If she goes, she will divide her family, since two of her brothers were born here and are American citizens. This woman is a “Dreamer” with DACA status.
So, we begin a new year with the same doubts and fears over immigration. Our leaders now face an important deadline to preserve DACA, the Deferred Action for Childhood Arrivals program. There will be a terrible humanitarian crisis if DACA ends because this program protects about 800,000 young people. These persons were brought to the United States as children by undocumented parents or family members.
They are not legal, but through no fault of their own. These “Dreamers” have lived in this country for almost their entire lives. This highly organized group of young people argues that after being raised and educated in the United States, they are Americans who only lack legal recognition. Their dominant language is English, and their customs and experiences are very American.
President Obama created the DACA program by executive order in 2012. DACA affords these young people a renewable two-year period of deferred action from deportation and a work permit. In September 2017, President Trump announced that he would end DACA in March 2018, but called on Congress to come up with a solution to keep the program in place.

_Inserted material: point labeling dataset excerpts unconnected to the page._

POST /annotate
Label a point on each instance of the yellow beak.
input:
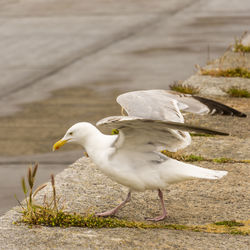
(58, 144)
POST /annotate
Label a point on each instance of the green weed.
(186, 89)
(235, 91)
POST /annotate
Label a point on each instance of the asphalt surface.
(100, 49)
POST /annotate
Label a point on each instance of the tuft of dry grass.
(184, 88)
(235, 91)
(233, 72)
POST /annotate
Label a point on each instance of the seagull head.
(75, 134)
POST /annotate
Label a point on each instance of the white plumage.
(133, 158)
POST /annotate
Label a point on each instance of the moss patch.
(234, 72)
(62, 219)
(194, 158)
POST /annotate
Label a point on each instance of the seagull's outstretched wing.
(166, 105)
(147, 135)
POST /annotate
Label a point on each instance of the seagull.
(153, 123)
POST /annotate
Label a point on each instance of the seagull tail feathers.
(178, 171)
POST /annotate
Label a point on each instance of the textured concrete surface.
(102, 51)
(97, 50)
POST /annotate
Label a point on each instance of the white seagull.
(133, 157)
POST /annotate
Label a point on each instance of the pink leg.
(164, 212)
(114, 210)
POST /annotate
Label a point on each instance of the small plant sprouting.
(32, 212)
(28, 192)
(239, 47)
(184, 88)
(229, 223)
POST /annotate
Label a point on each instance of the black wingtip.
(219, 108)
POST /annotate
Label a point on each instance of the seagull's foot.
(107, 213)
(158, 218)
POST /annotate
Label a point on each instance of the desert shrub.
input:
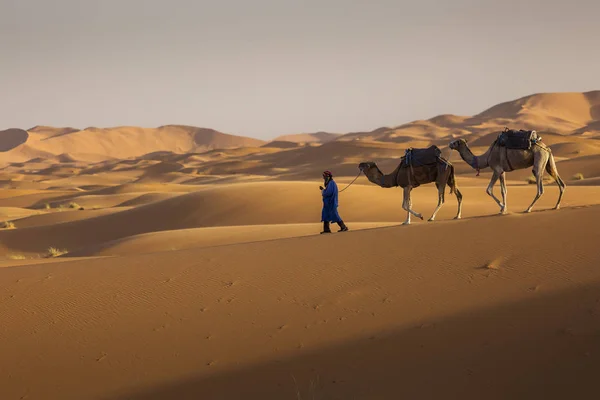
(54, 252)
(7, 225)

Advocates in this nation have urged the passage of the Development, Relief and Education for Alien Minors (DREAM) Act to provide a pathway to citizenship for the DACA youth. In early January, President Trump and a bipartisan group of lawmakers met to discuss a measure that would keep DACA intact but would also include Trump’s demands for a border wall and other security measures.

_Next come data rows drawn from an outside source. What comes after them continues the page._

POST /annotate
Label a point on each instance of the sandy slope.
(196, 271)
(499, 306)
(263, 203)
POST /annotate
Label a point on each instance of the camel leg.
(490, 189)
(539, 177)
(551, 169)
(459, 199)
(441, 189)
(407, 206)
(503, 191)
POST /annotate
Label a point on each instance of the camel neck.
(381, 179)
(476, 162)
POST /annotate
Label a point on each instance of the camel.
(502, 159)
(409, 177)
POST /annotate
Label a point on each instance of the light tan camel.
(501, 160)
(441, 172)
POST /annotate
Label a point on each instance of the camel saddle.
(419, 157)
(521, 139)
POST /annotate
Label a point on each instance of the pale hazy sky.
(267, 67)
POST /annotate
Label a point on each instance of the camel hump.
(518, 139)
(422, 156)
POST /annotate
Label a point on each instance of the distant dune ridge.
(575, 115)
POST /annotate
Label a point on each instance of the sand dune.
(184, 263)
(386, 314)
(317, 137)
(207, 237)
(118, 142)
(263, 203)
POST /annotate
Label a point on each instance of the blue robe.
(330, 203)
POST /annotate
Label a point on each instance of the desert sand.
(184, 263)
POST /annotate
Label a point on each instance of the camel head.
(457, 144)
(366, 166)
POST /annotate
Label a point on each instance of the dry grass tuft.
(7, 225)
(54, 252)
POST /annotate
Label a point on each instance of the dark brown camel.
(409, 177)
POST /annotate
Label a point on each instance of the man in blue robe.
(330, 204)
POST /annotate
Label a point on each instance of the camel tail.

That same day, Jan. 9, a U.S. District Court judge in San Francisco blocked Trump’s decision to end DACA, saying that the government must now start to accept renewal applications again from persons already in the program. This ruling will certainly be appealed.
The United States government cannot agree on the status of the “Dreamers” or on any immigration issue. At midnight on Jan. 20, the United States government was shut down since there was no agreement by the House, Senate and President on the passage of a budget bill that was tied to the future of DACA.
The “Dreamers” show us how broken our immigration system is. They are among the most motivated and successful of all groups in our society — 97 percent of them are in school, working or both. Businesses report that DACA recipients are vital to our economic future. Eight hundred executives from all sectors of the economy have agreed that DACA youths contribute more than $460 billion to our economy and pay $24 billion in taxes.
We should be encouraging these “Dreamers,” not creating obstacles for their future. These are good young people who wish to share their God-given talents with the nation, keep their families together and make their own contribution to the American dream. Almost 85 percent of all Americans agree that we should allow them to stay in the United States.
Of course, we need to secure our borders and to protect ourselves from those who wish us harm. However, border security, the wall and other immigration reforms should be handled separately from DACA. Congress should take its time to debate the issues properly and to create an immigration system that reflects the needs and realities of a 21st- century economy.
However, we should approach the issue of DACA from a moral, religious and compassionate perspective, since the total reform of our broken immigration system should not be tied to DACA and the “Dreamers.”
Father Gus Puleo is pastor of St. Patrick Parish in Norristown.